The official also said that the loss exposes a vulnerability for Republicans and the White House going into the midterm elections.

One source close to the president derided McConnell’s “cracker jack political operation" and another faulted McConnell for “miscalculating” the Alabama race. Trump carried the state by 28 points in 2016.

McConnell supported Moore's rival, Luther Strange, in the GOP primary (as did Trump) and distanced himself from Moore during the general election campaign.

But other Trump aides have said privately the loss for Moore -- whom Trump recently endorsed and campaigned for -- is mostly an indictment of Bannon and his political philosophy.

One senior official put the blame squarely on Bannon, who stumped for Moore, saying “we never should have gotten involved and we didn’t need to.” The official acknowledged the president was leaning toward supporting Moore, but Bannon, who was forced out of the White House in August, was key in urging him to do so. Others in the White House were counseling him to remain on the sidelines.

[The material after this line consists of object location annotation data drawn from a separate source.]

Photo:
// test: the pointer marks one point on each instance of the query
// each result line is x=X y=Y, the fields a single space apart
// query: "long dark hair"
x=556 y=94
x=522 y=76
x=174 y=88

“Hopefully this has taught him [the President] a lesson, that Steve is full of s---” another West Wing official said, referring to Bannon.

“Obviously the political shop has to bear a lot of blame of miscalculating this race,” another White House official conceded, referring to the in-house political arm of the White House, which Bannon used to lead.

Moore's loss "shows that there's no political mastermind in the White House" any longer, one source said.

The multiple allegations of sexual misconduct against Moore, which he has vehemently denied, have also been cited in the West Wing as a significant factor in the outcome. It was “obviously the allegations” that sealed Moore’s fate, according to another White House official.

According to exit poll data compiled by ABC News, 51 percent thought the allegations against Moore were probably or definitely true. Of those who believed Moore's accusers, 90 percent backed Jones.

Where does the president fall? It's not clear.

In a series of morning tweets, Trump suggested that write-in votes were a "very big factor" in Moore's loss -- perhaps an indirect dig at Republicans like Sen. Richard Shelby of Alabama and others who refused to support Moore and publicly pledged to write in another name.

According to the Alabama secretary of state's office, Jones led Moore by nearly 21,000 votes. There were nearly 23,000 write-in votes.

But so far, Trump is not signaling outrage at either McConnell or Bannon.

Sources say the president is frustrated and angry -- and resigned to a more difficult political environment for Republicans headed into the new year.